Chris Bray: An Aside

An Aside
Chris Bray
FRIDAY, MARCH 16, 2012

I warn you in advance: I’m mostly repeating myself, here, on a matter of personal concern that you will only want to know about if you’re closely interested in the saga of the Boston College subpoenas. If that’s not you, then here, watch this soothing music video instead:

Okay, still reading? Then here we go. Remember how Boston College spokesdork Jack Dunn keeps spitballing bullshit descriptions of the Belfast Project’s inception, particularly trying to muddy the waters with regard to the crucial matter of the contractual warnings interviewees got about the legal limits of confidentiality?
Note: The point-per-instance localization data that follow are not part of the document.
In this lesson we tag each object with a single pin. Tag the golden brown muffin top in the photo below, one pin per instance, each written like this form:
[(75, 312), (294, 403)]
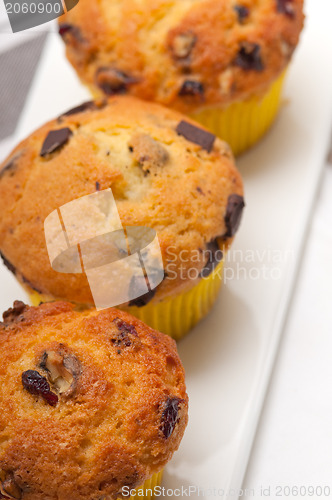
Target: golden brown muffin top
[(185, 54), (164, 171), (89, 402)]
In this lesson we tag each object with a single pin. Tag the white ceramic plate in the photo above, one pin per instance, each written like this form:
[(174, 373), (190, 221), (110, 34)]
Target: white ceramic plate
[(229, 356)]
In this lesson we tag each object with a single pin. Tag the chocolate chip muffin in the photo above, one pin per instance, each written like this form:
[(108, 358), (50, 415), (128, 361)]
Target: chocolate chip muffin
[(92, 403), (202, 58), (165, 173)]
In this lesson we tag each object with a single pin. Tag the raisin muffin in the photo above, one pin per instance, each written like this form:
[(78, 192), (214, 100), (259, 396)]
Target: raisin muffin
[(220, 61), (93, 404), (165, 173)]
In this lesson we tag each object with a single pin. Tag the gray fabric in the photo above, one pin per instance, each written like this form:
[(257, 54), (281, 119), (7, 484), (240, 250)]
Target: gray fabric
[(17, 68)]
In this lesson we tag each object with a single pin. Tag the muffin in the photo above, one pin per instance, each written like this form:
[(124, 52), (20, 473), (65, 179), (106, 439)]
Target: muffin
[(93, 404), (165, 173), (222, 62)]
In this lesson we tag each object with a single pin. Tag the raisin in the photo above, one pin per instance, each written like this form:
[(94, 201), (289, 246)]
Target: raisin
[(124, 332), (192, 88), (242, 12), (37, 385), (169, 417), (249, 57), (113, 81), (235, 206)]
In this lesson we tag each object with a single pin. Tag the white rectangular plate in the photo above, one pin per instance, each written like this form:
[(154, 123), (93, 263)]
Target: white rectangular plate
[(229, 356)]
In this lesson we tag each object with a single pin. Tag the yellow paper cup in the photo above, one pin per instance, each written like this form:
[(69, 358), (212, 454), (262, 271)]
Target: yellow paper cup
[(146, 491), (177, 315), (242, 124)]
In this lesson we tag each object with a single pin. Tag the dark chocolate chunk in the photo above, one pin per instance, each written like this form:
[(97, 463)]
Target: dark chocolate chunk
[(169, 417), (249, 57), (37, 385), (235, 206), (125, 333), (86, 106), (148, 296), (242, 12), (215, 256), (55, 140), (8, 264), (113, 81), (13, 312), (192, 88), (197, 135), (183, 45), (286, 7)]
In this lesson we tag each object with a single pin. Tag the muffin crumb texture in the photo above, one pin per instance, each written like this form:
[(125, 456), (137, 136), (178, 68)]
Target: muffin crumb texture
[(90, 402), (185, 54), (165, 171)]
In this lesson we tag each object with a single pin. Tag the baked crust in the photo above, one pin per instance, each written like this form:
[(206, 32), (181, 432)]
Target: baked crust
[(109, 432), (226, 50), (158, 178)]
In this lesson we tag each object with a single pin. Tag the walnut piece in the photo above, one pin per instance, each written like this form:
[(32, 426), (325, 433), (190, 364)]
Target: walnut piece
[(8, 487), (63, 370)]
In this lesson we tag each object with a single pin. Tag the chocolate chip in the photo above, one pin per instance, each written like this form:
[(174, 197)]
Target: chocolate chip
[(148, 152), (235, 206), (192, 88), (249, 57), (67, 30), (55, 140), (215, 256), (169, 417), (286, 7), (113, 81), (8, 487), (13, 312), (242, 12), (8, 264), (86, 106), (125, 331), (197, 135), (183, 45), (37, 385), (143, 299)]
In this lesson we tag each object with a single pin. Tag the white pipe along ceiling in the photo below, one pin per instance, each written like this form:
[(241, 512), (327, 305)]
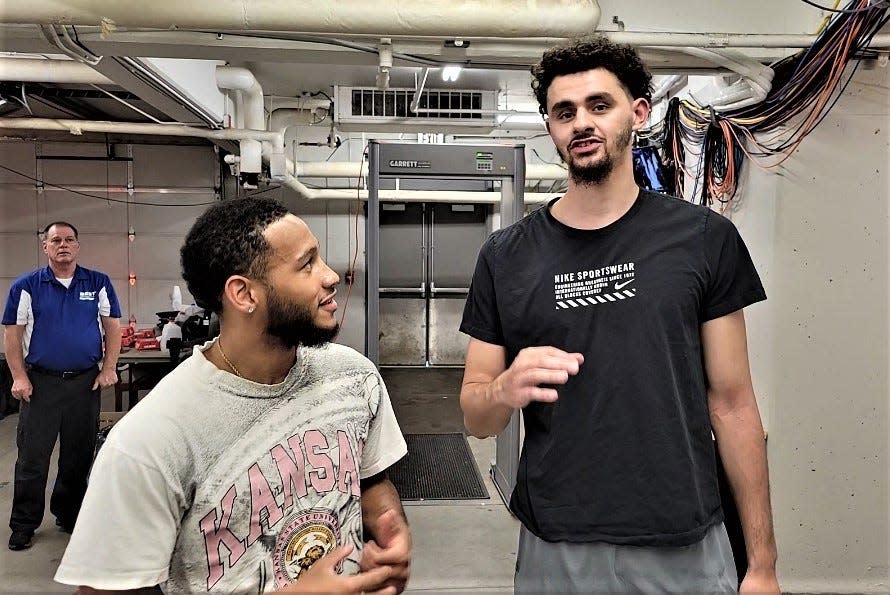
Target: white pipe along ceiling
[(36, 70), (493, 18)]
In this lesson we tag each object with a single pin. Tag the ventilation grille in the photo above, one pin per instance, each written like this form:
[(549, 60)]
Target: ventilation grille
[(370, 108), (395, 103)]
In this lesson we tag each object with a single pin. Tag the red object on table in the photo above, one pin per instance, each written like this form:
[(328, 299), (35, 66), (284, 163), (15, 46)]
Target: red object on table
[(148, 344)]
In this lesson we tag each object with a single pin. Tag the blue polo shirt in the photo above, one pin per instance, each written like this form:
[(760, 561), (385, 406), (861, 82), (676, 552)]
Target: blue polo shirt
[(63, 328)]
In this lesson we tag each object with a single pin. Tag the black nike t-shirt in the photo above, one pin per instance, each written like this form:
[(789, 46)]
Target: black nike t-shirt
[(625, 455)]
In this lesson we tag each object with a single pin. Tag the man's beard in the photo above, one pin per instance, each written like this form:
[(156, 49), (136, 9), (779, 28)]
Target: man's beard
[(596, 173), (291, 324)]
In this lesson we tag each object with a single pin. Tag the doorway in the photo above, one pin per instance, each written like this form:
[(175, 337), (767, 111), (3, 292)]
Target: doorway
[(427, 255)]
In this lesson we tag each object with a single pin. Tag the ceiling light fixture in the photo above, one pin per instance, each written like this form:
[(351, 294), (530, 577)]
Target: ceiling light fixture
[(451, 72)]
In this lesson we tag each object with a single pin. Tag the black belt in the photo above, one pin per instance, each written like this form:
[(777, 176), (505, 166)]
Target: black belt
[(63, 374)]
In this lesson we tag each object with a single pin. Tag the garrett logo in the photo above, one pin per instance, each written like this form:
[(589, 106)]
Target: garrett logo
[(409, 164), (306, 537)]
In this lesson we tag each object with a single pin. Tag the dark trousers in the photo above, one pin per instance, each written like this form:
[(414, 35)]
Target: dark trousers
[(68, 409)]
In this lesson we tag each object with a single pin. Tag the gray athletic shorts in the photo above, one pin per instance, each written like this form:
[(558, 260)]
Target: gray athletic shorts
[(563, 567)]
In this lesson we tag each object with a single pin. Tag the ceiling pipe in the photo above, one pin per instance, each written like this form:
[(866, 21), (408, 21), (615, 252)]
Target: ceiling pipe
[(251, 93), (537, 44), (31, 70), (493, 18), (78, 127)]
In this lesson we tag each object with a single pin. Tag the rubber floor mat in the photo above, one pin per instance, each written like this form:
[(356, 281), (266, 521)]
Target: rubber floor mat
[(437, 467)]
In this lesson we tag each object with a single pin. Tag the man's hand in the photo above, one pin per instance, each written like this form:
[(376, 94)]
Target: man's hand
[(533, 367), (105, 379), (760, 582), (22, 389), (391, 549), (323, 577)]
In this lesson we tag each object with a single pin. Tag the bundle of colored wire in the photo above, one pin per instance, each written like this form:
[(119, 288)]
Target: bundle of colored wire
[(805, 87)]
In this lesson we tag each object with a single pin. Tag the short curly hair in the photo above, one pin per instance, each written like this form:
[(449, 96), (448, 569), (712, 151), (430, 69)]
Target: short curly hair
[(588, 53), (227, 239)]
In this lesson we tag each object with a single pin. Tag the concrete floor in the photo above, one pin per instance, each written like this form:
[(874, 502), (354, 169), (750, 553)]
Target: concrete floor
[(459, 546)]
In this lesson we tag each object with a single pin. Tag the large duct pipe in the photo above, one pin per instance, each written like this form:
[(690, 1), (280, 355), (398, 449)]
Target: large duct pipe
[(493, 18), (32, 70)]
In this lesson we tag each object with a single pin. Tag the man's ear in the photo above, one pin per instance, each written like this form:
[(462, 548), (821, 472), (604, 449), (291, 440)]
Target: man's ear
[(239, 291), (641, 109)]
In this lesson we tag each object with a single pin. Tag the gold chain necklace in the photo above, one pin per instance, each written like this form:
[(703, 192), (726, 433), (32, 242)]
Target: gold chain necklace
[(231, 365)]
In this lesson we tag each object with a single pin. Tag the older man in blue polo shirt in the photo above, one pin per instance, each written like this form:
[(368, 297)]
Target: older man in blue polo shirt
[(57, 320)]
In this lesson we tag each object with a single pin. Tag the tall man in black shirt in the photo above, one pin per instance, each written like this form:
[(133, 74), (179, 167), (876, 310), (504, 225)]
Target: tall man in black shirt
[(613, 318)]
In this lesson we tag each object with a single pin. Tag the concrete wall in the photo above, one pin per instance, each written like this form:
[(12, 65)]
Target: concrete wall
[(164, 179), (818, 230)]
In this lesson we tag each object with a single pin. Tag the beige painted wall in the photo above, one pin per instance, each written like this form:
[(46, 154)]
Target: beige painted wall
[(818, 230)]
Here’s the thing about that: No one on earth is stupid enough to believe anything this dude says. I mention this again because we have a new example in the government’s latest appellate filing, delivered to the First Circuit this week with the steam still rising from it. Like everyone else, the government’s lawyers know who signed the contracts with Belfast Project interviewees, and they know what was in those contracts. Look at pg. 53 of the government’s brief (which is pg. 65 of the PDF file):

“First, Boston College was party to the principal agreement with Moloney that included the terms of confidentiality that applied to the interviews, and Boston College, through the Burns Librarian, not appellants, signed the donation agreements with the interviewees. It was Boston College, not appellants, that had custody of and title to the subpoenaed materials.”

The government is fudging, there, by not mentioning the language of the donation agreements, but they know perfectly well what happened at the start of the project: The Burns Librarian signed contracts with the Belfast Project interviewees. (Which is actually kind of a shame, because if the contract was directly between Moloney or McIntyre and the interviewees, the researchers would probably have an easier time fighting the subpoenas in court.)
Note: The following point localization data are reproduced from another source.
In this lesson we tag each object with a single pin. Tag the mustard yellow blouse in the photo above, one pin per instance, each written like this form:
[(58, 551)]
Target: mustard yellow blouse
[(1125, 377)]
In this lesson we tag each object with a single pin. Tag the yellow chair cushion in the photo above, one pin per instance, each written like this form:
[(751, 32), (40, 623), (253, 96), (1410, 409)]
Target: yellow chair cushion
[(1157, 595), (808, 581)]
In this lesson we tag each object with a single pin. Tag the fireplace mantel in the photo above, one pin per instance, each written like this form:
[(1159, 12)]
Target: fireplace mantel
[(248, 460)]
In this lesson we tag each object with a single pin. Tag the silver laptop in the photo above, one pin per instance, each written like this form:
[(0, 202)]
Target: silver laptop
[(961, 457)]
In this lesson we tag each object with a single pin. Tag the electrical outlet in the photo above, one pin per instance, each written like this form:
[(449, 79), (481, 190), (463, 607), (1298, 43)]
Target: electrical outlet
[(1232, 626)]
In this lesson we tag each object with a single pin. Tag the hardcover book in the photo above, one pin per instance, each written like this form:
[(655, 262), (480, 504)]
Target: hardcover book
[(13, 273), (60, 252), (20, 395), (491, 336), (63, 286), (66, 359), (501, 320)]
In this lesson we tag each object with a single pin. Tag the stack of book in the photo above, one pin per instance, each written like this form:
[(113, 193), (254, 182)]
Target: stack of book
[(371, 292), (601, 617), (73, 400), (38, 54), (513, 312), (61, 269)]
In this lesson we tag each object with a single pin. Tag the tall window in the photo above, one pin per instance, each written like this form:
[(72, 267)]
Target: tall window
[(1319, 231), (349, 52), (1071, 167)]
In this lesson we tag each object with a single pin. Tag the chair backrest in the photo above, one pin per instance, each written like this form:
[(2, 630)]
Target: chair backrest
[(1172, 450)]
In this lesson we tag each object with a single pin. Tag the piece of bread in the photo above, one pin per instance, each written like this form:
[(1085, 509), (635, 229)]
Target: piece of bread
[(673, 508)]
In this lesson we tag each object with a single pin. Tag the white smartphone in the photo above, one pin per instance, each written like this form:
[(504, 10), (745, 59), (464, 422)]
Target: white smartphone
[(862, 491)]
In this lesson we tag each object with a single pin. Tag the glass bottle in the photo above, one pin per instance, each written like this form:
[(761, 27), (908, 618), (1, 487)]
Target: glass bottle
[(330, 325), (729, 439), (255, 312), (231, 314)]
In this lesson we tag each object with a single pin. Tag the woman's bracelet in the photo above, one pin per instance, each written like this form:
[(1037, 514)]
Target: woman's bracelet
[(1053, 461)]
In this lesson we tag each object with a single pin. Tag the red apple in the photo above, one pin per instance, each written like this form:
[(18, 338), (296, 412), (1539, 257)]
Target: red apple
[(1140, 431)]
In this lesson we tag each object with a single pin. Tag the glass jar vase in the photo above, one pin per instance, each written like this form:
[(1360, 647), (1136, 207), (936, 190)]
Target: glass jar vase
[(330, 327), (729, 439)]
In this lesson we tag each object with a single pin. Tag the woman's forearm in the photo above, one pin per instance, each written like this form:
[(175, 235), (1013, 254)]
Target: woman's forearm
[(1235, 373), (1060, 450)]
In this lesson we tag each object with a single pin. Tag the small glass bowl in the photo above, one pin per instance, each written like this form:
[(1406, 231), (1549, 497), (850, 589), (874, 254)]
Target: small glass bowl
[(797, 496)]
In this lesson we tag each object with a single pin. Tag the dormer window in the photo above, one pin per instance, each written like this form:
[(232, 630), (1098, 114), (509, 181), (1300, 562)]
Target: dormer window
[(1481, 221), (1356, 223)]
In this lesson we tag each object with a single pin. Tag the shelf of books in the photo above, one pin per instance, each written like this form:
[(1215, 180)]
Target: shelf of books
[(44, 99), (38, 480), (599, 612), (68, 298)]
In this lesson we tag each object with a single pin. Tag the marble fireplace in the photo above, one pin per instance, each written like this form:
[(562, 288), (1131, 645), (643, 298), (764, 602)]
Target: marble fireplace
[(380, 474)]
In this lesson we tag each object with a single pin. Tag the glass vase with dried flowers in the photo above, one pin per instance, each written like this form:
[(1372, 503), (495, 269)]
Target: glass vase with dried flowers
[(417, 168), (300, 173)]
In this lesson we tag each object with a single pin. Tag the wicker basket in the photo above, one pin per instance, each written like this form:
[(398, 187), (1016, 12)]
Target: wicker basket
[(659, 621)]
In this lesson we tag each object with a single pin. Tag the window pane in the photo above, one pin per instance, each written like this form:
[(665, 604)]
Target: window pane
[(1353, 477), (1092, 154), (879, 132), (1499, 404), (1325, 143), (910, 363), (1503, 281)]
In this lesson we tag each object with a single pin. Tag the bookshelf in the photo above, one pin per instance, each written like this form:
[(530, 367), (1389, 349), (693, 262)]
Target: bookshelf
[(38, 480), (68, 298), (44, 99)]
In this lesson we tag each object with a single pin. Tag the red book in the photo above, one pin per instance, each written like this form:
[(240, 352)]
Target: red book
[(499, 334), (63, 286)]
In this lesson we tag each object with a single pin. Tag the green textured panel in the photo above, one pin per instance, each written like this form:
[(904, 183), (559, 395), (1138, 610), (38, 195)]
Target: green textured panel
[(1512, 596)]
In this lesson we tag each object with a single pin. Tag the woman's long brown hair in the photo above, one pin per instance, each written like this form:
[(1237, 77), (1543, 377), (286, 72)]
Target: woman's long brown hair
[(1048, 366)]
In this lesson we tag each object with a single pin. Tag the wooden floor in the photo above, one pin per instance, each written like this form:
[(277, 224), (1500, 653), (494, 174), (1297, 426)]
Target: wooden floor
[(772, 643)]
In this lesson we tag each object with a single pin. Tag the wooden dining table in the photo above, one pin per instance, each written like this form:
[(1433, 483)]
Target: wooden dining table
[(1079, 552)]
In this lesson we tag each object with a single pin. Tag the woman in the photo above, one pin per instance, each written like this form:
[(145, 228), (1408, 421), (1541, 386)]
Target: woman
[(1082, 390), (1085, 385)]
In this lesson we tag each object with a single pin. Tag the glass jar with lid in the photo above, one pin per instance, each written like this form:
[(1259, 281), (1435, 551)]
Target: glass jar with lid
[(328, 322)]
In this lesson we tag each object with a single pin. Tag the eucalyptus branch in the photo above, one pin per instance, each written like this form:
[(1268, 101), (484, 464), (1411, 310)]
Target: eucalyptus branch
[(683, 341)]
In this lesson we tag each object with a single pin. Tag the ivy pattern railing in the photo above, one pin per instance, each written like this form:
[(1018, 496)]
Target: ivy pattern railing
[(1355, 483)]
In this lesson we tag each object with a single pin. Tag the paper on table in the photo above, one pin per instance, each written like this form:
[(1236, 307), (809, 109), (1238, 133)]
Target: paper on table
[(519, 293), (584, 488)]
Anyway, pg. 6 of the brief (pg. 18 of the PDF file):

“There were no separate written agreements between Moloney or McIntyre and the interviewees.”

Pg. 35 of the brief (pg. 47 of the PDF file), with citations omitted and emphasis added:

“That agreement, Moloney’s agreement with McIntyre, and the ‘Agreement for Donation’ between the interviewees and Boston College provided that all transcripts and recordings of interviews would be transferred to Boston College. Moloney is not the custodian of the materials. He was an agent of Boston College at the time he participated in the Belfast Project, an association that ended in 2006…Moreover, disclosure of information by Boston College in compliance with the subpoena and court orders does not violate Moloney’s duty of confidentiality. He has no independent rights or obligations under the agreements between Boston College and the interviewees, which were executed by the Burns Librarian at Boston College, and through which ‘absolute title’ to the recordings and transcripts was assigned to the Trustees of Boston College.”

So, again, here’s Jack Dunn in late January, describing the inception and organization of the Belfast Project: 

“From the very beginning of this project, which was conceived by Ed Moloney — he approached Boston College with the idea to record conversations with former paramilitaries from the IRA and the UVF, and he asked if we would be interested in being a repository of these materials. Boston College is America’s leading institution on Irish studies, Irish history, Irish literature. We agreed to add it to our extensive holdings as one more example of something that could be used as a resource for future historians, for journalists, etc., regarding the Troubles.”

This is, I never tire of saying, a string of recklessly untenable lies. Boston College was in from the opening bell. The Burns Librarian, Robert K. O’Neill, signed donation agreements with Belfast Project interviewees. Ed Moloney and Anthony McIntyre had no involvement in the creation of those agreements, which were not agreements between them and their interviewees; they were agreements between the interviewees and Boston College, full stop.

Those donor agreements, and any failures in their language and form, belong to Boston College. As the latest evidence reminds us, no one doubts it.